Wednesday, April 7, 2010

The latest Before's & After's...

Aren't these fun pictures? Progress is such a satisfying emotion. Well, until the bill comes in!!! Now, on with the fun...
Roberto's Stanzetta before...
and the same afterwards. Personally, we love the RED!!!

The First Floor 70's Bathroom...
transformed into the Kitchen. We didn't stray too far from the 70's color scheme, did we?

Our Sala da Pranzo acting as an impromptu Korner Kitchen...
now made into a sort of a fancy-schmanzy county Dining Room. May I say? I am not responsible for the decor. No. Someone else is. So, look elsewhere to lay The Blame.

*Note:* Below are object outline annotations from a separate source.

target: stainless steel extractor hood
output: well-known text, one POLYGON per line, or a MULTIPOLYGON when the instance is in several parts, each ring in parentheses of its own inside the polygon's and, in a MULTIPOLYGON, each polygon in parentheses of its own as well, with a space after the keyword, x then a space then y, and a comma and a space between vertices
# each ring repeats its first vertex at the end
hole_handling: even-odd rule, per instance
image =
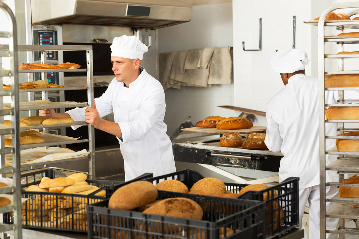
POLYGON ((33 24, 84 24, 154 29, 189 21, 191 7, 132 4, 123 0, 31 0, 33 24))

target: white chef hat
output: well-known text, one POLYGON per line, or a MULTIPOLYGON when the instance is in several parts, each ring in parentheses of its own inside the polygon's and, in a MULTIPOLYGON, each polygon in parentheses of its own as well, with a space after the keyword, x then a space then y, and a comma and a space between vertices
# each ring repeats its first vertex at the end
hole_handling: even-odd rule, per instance
POLYGON ((275 53, 270 61, 272 69, 278 73, 293 73, 306 69, 309 62, 307 53, 299 49, 285 48, 275 53))
POLYGON ((110 47, 112 51, 111 56, 129 59, 138 58, 141 60, 143 53, 148 51, 148 48, 137 37, 125 35, 113 38, 110 47))

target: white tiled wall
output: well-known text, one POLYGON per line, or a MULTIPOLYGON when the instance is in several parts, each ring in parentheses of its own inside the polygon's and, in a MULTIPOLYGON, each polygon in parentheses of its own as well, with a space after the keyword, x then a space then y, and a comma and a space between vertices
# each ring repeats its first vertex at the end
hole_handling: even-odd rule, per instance
MULTIPOLYGON (((233 30, 232 3, 194 6, 190 21, 159 29, 159 52, 232 46, 233 30)), ((211 115, 238 116, 239 113, 217 107, 233 104, 233 86, 213 85, 166 90, 167 134, 172 134, 187 116, 192 116, 195 123, 211 115)))

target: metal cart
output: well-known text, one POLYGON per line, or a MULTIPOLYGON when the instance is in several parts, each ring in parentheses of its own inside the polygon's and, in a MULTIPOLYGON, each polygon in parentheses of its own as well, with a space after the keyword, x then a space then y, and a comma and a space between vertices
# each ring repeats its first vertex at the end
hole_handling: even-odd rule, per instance
MULTIPOLYGON (((358 102, 358 100, 348 100, 344 99, 344 90, 358 90, 359 87, 345 88, 325 88, 325 75, 357 74, 357 71, 344 71, 344 59, 346 58, 359 58, 358 54, 338 55, 326 54, 325 52, 324 45, 326 42, 336 43, 338 46, 338 52, 343 51, 344 44, 359 43, 359 38, 355 37, 327 36, 325 35, 325 28, 326 27, 335 27, 338 30, 338 34, 342 33, 343 30, 346 29, 359 29, 359 21, 357 20, 338 20, 325 21, 328 15, 333 11, 339 9, 351 8, 359 8, 359 2, 344 3, 334 5, 327 9, 321 16, 318 21, 314 21, 304 22, 318 26, 318 75, 319 89, 319 113, 320 115, 320 238, 326 238, 326 233, 332 233, 339 234, 340 238, 358 238, 359 235, 359 229, 349 228, 345 227, 345 219, 356 220, 359 219, 359 214, 356 210, 351 210, 351 206, 353 204, 359 203, 359 199, 340 197, 339 194, 332 198, 327 198, 326 195, 326 186, 338 187, 340 186, 347 186, 341 184, 344 179, 344 175, 346 173, 359 173, 359 152, 339 152, 336 147, 329 150, 325 149, 326 139, 359 139, 358 137, 338 136, 326 135, 325 133, 326 123, 338 123, 338 133, 341 134, 346 131, 358 131, 358 129, 348 129, 345 128, 344 123, 359 123, 359 120, 326 120, 325 109, 328 106, 359 106, 358 104, 344 104, 348 102, 358 102), (326 58, 337 58, 338 59, 338 71, 328 72, 325 70, 325 60, 326 58), (337 104, 327 104, 325 103, 325 92, 326 91, 337 90, 339 92, 339 100, 337 104), (326 155, 335 154, 339 156, 336 161, 326 166, 326 155), (338 182, 326 182, 326 170, 337 171, 338 174, 338 182), (326 208, 326 202, 335 202, 335 204, 328 210, 326 208), (327 217, 339 218, 339 228, 335 230, 327 230, 326 224, 327 217)), ((347 14, 351 16, 359 14, 359 11, 352 11, 347 14)), ((359 185, 350 185, 351 187, 359 187, 359 185)))
MULTIPOLYGON (((4 175, 6 173, 13 174, 13 185, 0 188, 0 193, 13 193, 12 205, 0 207, 0 213, 3 213, 13 211, 14 224, 7 224, 0 223, 0 232, 3 233, 14 230, 15 238, 22 238, 21 226, 21 187, 20 183, 20 135, 19 134, 19 88, 18 75, 18 45, 16 21, 15 16, 10 8, 3 2, 0 2, 0 8, 6 14, 9 20, 9 32, 0 32, 0 37, 9 38, 9 45, 8 51, 0 51, 0 61, 2 57, 10 58, 10 70, 3 70, 0 67, 0 84, 3 82, 3 77, 10 77, 11 82, 11 90, 0 90, 0 109, 3 107, 3 96, 11 97, 11 109, 0 110, 0 155, 2 159, 1 166, 0 167, 0 174, 4 175), (11 115, 11 126, 8 127, 3 124, 4 116, 11 115), (11 146, 5 147, 4 135, 11 134, 11 146), (3 159, 6 153, 13 154, 13 163, 11 167, 5 167, 3 164, 3 159)), ((0 61, 0 63, 2 62, 0 61)))

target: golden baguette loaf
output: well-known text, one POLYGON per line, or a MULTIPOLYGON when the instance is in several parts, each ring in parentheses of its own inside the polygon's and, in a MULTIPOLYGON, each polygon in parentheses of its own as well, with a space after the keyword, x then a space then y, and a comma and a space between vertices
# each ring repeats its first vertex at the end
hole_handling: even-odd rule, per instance
POLYGON ((359 119, 359 107, 331 107, 325 109, 327 120, 359 119))
POLYGON ((243 141, 242 137, 235 134, 224 134, 219 141, 222 147, 240 147, 243 141))
POLYGON ((75 182, 75 180, 72 178, 56 178, 42 182, 39 184, 39 186, 42 188, 48 188, 55 187, 65 187, 72 185, 75 182))
POLYGON ((48 192, 47 188, 42 188, 37 185, 32 185, 26 188, 27 192, 48 192))
MULTIPOLYGON (((72 179, 72 178, 71 179, 72 179)), ((75 193, 90 190, 93 188, 93 187, 92 185, 88 185, 88 184, 72 185, 65 187, 65 189, 63 190, 61 192, 64 193, 75 193)))
POLYGON ((72 178, 75 180, 75 182, 83 182, 87 179, 87 175, 85 173, 76 173, 69 175, 67 178, 72 178))
POLYGON ((59 124, 73 123, 75 121, 74 121, 74 120, 72 119, 71 118, 60 118, 60 119, 50 118, 44 120, 42 122, 42 124, 44 125, 48 125, 52 124, 59 124))
POLYGON ((325 75, 325 85, 326 88, 359 87, 359 74, 325 75))
POLYGON ((261 138, 247 139, 243 142, 242 148, 247 149, 268 149, 264 143, 264 139, 261 138))
POLYGON ((220 116, 210 116, 203 120, 197 122, 196 123, 196 127, 200 128, 215 128, 217 124, 223 119, 224 118, 220 116))
MULTIPOLYGON (((349 178, 343 179, 342 183, 359 184, 359 176, 354 175, 349 178)), ((339 195, 341 197, 359 197, 359 187, 339 187, 339 195)))
POLYGON ((359 32, 343 32, 338 34, 338 37, 359 37, 359 32))
MULTIPOLYGON (((11 123, 11 120, 4 120, 4 124, 6 126, 8 126, 9 127, 11 127, 12 124, 11 123)), ((21 120, 20 120, 19 125, 20 127, 27 127, 27 126, 28 126, 27 124, 23 121, 21 121, 21 120)))
MULTIPOLYGON (((344 133, 338 136, 359 136, 359 132, 344 133)), ((336 139, 335 145, 340 152, 359 152, 359 139, 336 139)))
POLYGON ((154 201, 158 195, 157 188, 150 182, 134 182, 115 191, 108 201, 108 207, 132 210, 154 201))
POLYGON ((243 117, 229 117, 221 120, 216 128, 220 130, 248 129, 253 127, 253 123, 243 117))

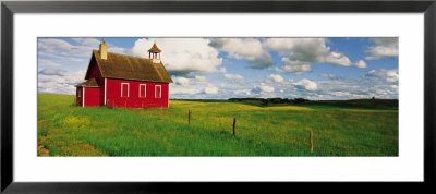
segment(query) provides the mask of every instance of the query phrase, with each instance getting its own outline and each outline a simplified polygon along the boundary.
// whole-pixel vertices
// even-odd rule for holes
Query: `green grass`
[[[398,156],[398,109],[184,100],[108,109],[74,98],[38,95],[39,156]]]

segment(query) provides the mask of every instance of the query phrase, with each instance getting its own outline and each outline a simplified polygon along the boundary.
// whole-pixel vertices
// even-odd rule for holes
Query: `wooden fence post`
[[[237,118],[233,118],[233,136],[237,136]]]
[[[313,153],[313,131],[310,131],[308,137],[311,138],[311,154]]]

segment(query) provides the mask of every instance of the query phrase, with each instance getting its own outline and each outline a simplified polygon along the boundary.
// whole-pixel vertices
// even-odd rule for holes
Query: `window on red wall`
[[[121,97],[129,97],[129,83],[121,83]]]
[[[147,87],[145,84],[140,84],[140,98],[147,97],[146,89],[147,89]]]
[[[161,97],[162,97],[162,86],[161,85],[156,85],[155,98],[161,98]]]

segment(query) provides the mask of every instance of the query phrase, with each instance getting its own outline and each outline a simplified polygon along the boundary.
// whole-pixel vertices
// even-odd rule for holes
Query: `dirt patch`
[[[40,120],[40,121],[38,121],[38,125],[43,125],[43,124],[46,124],[47,123],[47,120]]]
[[[44,147],[41,142],[38,142],[38,156],[50,156],[50,151]]]

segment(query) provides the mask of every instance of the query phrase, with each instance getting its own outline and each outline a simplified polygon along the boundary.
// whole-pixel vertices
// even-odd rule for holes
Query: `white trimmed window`
[[[121,97],[129,97],[129,83],[121,83]]]
[[[155,86],[155,98],[161,98],[161,97],[162,97],[162,86],[156,85]]]
[[[140,98],[147,97],[147,85],[140,84]]]

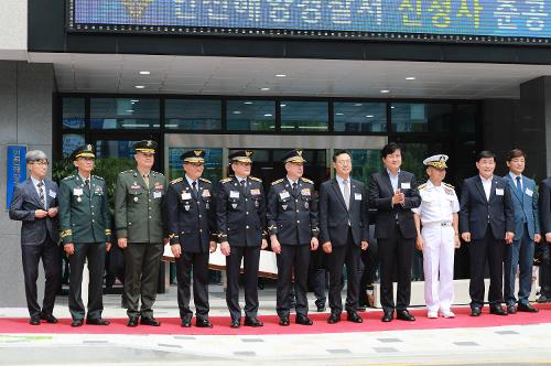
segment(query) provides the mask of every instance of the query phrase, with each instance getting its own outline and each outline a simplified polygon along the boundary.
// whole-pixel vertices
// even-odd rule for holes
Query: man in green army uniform
[[[76,149],[72,159],[77,174],[65,177],[60,184],[60,238],[71,268],[68,305],[72,326],[82,326],[84,322],[80,288],[86,259],[90,273],[86,324],[109,324],[101,319],[101,312],[105,257],[111,248],[110,215],[106,182],[91,175],[95,158],[91,144]]]
[[[166,177],[151,170],[156,142],[140,141],[133,147],[136,169],[122,172],[115,189],[115,228],[125,254],[125,297],[128,326],[159,326],[153,317],[159,269],[163,255],[163,200]],[[141,298],[141,309],[140,309]]]

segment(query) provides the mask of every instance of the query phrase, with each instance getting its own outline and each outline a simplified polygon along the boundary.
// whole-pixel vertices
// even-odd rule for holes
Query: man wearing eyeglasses
[[[46,179],[48,162],[43,151],[29,151],[25,160],[31,176],[15,187],[10,205],[10,218],[22,222],[21,255],[26,306],[31,316],[29,323],[40,325],[41,320],[57,323],[53,314],[55,293],[62,274],[57,246],[57,184]],[[36,294],[41,258],[46,278],[42,309]]]

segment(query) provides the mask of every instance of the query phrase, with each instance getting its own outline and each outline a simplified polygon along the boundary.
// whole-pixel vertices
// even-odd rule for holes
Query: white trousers
[[[429,226],[423,237],[424,300],[431,312],[450,311],[453,302],[455,233],[452,226]],[[439,282],[440,274],[440,282]]]

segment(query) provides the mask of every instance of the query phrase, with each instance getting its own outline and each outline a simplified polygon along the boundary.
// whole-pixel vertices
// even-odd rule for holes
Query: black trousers
[[[193,302],[197,320],[208,319],[208,252],[187,252],[176,259],[177,305],[180,317],[191,320],[191,281],[193,269]]]
[[[153,316],[162,244],[129,243],[125,255],[125,297],[129,317]],[[141,309],[140,309],[141,300]]]
[[[361,248],[354,244],[352,230],[348,229],[348,238],[343,247],[333,247],[328,255],[329,267],[329,306],[332,313],[343,312],[343,300],[341,298],[341,280],[343,278],[343,266],[346,265],[346,311],[356,311],[358,308],[359,293],[359,261]]]
[[[289,316],[291,308],[289,294],[293,287],[293,273],[296,314],[307,314],[309,263],[310,244],[281,246],[281,254],[278,255],[278,293],[276,302],[279,316]]]
[[[25,279],[26,308],[31,317],[41,313],[51,315],[54,310],[55,294],[62,280],[62,257],[60,247],[46,235],[44,243],[39,245],[22,245],[21,258]],[[39,261],[42,258],[46,283],[42,309],[39,305],[36,280],[39,279]]]
[[[389,228],[389,237],[377,239],[379,251],[380,302],[385,312],[407,310],[411,299],[411,260],[415,239],[404,238],[398,224]],[[392,280],[398,274],[395,305]]]
[[[233,320],[241,317],[239,306],[239,274],[244,261],[245,271],[245,316],[257,316],[258,313],[258,266],[260,247],[231,246],[230,255],[226,257],[226,303]]]
[[[491,227],[488,225],[486,235],[478,240],[468,244],[471,256],[471,282],[468,293],[471,295],[471,308],[484,305],[484,270],[486,262],[489,268],[488,302],[490,305],[499,305],[504,302],[504,258],[505,241],[494,238]]]
[[[68,305],[73,320],[84,319],[86,309],[82,298],[83,269],[88,259],[90,282],[88,284],[87,319],[100,319],[104,311],[102,288],[105,270],[105,243],[75,243],[75,254],[69,257],[69,295]]]

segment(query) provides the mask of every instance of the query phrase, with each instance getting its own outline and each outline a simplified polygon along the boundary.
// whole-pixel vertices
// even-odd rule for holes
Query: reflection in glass
[[[84,98],[63,98],[63,128],[83,129],[85,123]]]
[[[281,131],[327,131],[326,101],[281,101]]]
[[[333,104],[335,131],[386,132],[387,105],[385,103]]]
[[[222,101],[209,99],[168,99],[166,129],[220,130]]]
[[[90,128],[159,128],[159,99],[90,98]]]
[[[228,100],[227,120],[230,131],[273,131],[276,101]]]

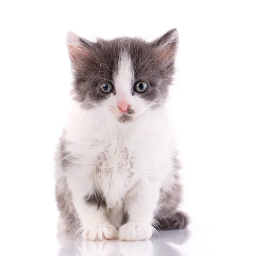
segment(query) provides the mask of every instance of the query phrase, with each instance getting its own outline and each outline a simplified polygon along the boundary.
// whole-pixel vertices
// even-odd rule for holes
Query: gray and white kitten
[[[136,241],[186,227],[164,106],[178,42],[176,29],[151,42],[68,33],[74,100],[56,158],[61,230]]]

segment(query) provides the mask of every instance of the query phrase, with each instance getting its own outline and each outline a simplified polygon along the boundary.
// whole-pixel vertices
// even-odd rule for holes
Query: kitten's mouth
[[[131,122],[133,120],[133,117],[126,113],[123,113],[122,116],[118,118],[118,121],[121,123],[125,123]]]

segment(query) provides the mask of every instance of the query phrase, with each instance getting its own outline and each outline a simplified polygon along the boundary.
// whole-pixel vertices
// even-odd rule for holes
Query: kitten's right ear
[[[71,30],[67,34],[67,44],[70,58],[73,64],[77,64],[90,55],[89,48],[91,43]]]

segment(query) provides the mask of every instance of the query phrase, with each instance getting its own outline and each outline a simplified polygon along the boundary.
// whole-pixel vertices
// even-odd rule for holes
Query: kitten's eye
[[[134,84],[134,90],[137,93],[144,93],[148,89],[148,84],[144,82],[136,82]]]
[[[108,93],[113,90],[113,86],[110,82],[104,82],[100,85],[99,88],[102,92]]]

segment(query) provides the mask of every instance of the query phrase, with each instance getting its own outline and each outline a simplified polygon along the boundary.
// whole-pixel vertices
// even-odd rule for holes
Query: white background
[[[9,1],[0,6],[0,252],[55,255],[53,152],[68,109],[65,35],[177,27],[169,105],[191,236],[182,255],[255,255],[254,1]]]

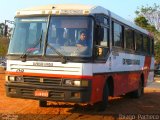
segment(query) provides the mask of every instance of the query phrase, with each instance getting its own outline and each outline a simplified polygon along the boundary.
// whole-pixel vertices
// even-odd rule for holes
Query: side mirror
[[[100,43],[101,41],[103,41],[103,38],[104,38],[104,28],[102,28],[101,26],[97,27],[96,34],[97,34],[97,37],[96,37],[97,42]]]
[[[7,37],[8,34],[8,25],[4,26],[4,36]]]

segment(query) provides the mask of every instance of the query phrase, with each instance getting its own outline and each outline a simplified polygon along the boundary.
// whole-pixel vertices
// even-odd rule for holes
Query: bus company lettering
[[[33,62],[34,66],[53,67],[53,63]]]
[[[140,65],[140,60],[123,58],[123,65]]]

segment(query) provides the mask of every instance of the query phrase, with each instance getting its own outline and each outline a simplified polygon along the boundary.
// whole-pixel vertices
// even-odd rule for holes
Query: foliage
[[[160,24],[158,21],[160,19],[160,6],[156,4],[142,6],[135,13],[137,14],[135,23],[154,35],[155,60],[160,63]]]
[[[4,23],[0,23],[0,37],[2,37],[2,36],[3,36],[4,26],[5,26],[5,24],[4,24]]]
[[[5,56],[7,54],[8,44],[8,38],[0,37],[0,56]]]
[[[160,6],[154,4],[153,6],[141,6],[135,12],[138,16],[143,16],[148,20],[148,23],[154,25],[157,30],[160,30]]]

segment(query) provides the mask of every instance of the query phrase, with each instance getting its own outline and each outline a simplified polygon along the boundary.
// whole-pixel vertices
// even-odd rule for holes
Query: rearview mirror
[[[5,37],[7,37],[8,35],[8,25],[5,25],[4,26],[4,34],[3,34]]]

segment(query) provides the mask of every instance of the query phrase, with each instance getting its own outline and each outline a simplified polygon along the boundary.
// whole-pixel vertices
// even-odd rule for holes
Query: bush
[[[9,40],[6,37],[0,37],[0,56],[6,56]]]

A once-upon-a-time dowdy Bedroom...
is now our Salotto with a fancy-schmanzy fireplace. This too is not my fault. I was corralled by the same person responsible for the Sala da Pranzo decor into paying money for the antique marble fireplace facings. One day... when all this is over... I will learn not to say... OK. We'll take that too!!! Gads.

A new view of the week...

OK... now for this week's view. Ta-daaaaah! Miracles do happen. The radiator was mounted and roaring with heat, as were the others, when I arrived for a Post-Easter Weekend Inspection. The blotches are disappearing as our SAGE GREEN lightens to its originally planned shade. However, the painters want us to wait until this coming Monday before laying on the third & last coat of calce paint. They feel the walls need the extra time to absorb better the first two. Che sara' sara'. I guess, Progress must come in small incremental steps... dammit!!! Gads.